Critics called it “dangerous incitement.” Fans called it “the people’s news.” The truth lies somewhere in between. The song does not explicitly call for violence, but its imagery of a “drowning landlord” and a “mud throne” is undeniably revolutionary. MoodX Original leveraged its expertise in music production
Not everyone is a fan. Critics have called the show “feudal nostalgia wrapped in pseudo-masculinity.” The title itself has drawn ire from landlord communities who feel it glorifies caste-based violence. Others have accused MoodX of sensationalizing sexual assault for "mass appeal."
In response, director Anshuman “Bobby” Khatri (a former wedding videographer from Meerut) told a local news channel: “I didn’t make a progressive seminar. I made a rage-filled poem for people who have given up on the system. The Zamindaar is a harami because he breaks every rule—caste, law, morality. That’s the point.”

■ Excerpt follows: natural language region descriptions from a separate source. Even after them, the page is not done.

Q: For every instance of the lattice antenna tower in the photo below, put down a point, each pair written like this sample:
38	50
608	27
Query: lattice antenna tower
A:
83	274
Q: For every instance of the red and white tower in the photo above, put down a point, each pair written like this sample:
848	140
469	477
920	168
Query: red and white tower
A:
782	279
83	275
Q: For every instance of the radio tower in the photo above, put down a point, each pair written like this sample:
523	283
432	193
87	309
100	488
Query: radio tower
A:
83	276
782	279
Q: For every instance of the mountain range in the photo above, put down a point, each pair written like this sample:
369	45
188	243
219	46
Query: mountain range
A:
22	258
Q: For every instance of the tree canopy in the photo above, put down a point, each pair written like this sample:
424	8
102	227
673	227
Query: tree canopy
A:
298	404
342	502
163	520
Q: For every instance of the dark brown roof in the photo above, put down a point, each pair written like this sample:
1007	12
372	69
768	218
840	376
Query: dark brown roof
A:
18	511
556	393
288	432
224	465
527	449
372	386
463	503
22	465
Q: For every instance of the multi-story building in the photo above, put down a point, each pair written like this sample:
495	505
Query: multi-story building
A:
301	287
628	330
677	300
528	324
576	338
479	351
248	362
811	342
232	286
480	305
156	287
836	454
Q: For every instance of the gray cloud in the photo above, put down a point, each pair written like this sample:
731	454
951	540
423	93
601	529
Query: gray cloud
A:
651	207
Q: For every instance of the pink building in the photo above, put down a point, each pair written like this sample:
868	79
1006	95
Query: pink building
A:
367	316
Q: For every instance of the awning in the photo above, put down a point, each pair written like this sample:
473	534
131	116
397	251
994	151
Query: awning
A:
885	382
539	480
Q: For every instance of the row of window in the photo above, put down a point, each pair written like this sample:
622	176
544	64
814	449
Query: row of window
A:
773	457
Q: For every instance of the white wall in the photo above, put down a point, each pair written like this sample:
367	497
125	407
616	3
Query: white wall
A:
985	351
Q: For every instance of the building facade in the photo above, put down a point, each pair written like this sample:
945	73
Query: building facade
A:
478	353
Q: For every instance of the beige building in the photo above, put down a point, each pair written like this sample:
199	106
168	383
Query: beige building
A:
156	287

Vocally, the track favors attitude over virtuosity. The performer leans into a conversational, half-spoken delivery at times, adopting a smug, mocking tone that suits the subject matter. That choice amplifies the satire: the voice is less about impressing you with range and more about selling a character — the tight-lipped narrator who’s amused by the follies of the titular zamindaar. Reception : The album topped the iTunes India
Backing vocals and ad-libs punctuate the hook, adding texture and keeping the energy high. There’s an effective use of space: when the production pulls back, the vocal lines land harder; when the beat floods the mix, the voice rides on top like a narrator in a crowded room.
One of the standout segments involves the exaggeration of land ownership. Sagar masterfully narrates how a Zamindaar measures land. For a common man, land is measured in square feet; for a Zamindaar, it is measured in Bighas. The comedy arises from the disconnect between the "map" (the reality) and the "mouth" (the claim). He jokes about how these landlords will claim to own the road in front of their house simply because they have been walking on it for 40 years.
Watch Harami Zamindaar if you have the stomach for raw, morally grey storytelling. This is not a family drama. It is not a clean-cut action thriller. It is a fever dream of rural rage, shot on what looks like a ₹50 lakh budget but feels like a million dollars in pure attitude.
Skip it if you need neat resolutions, heroic characters, or subtitles that make sense of the crass, beautiful, untranslatable khari boli expletives.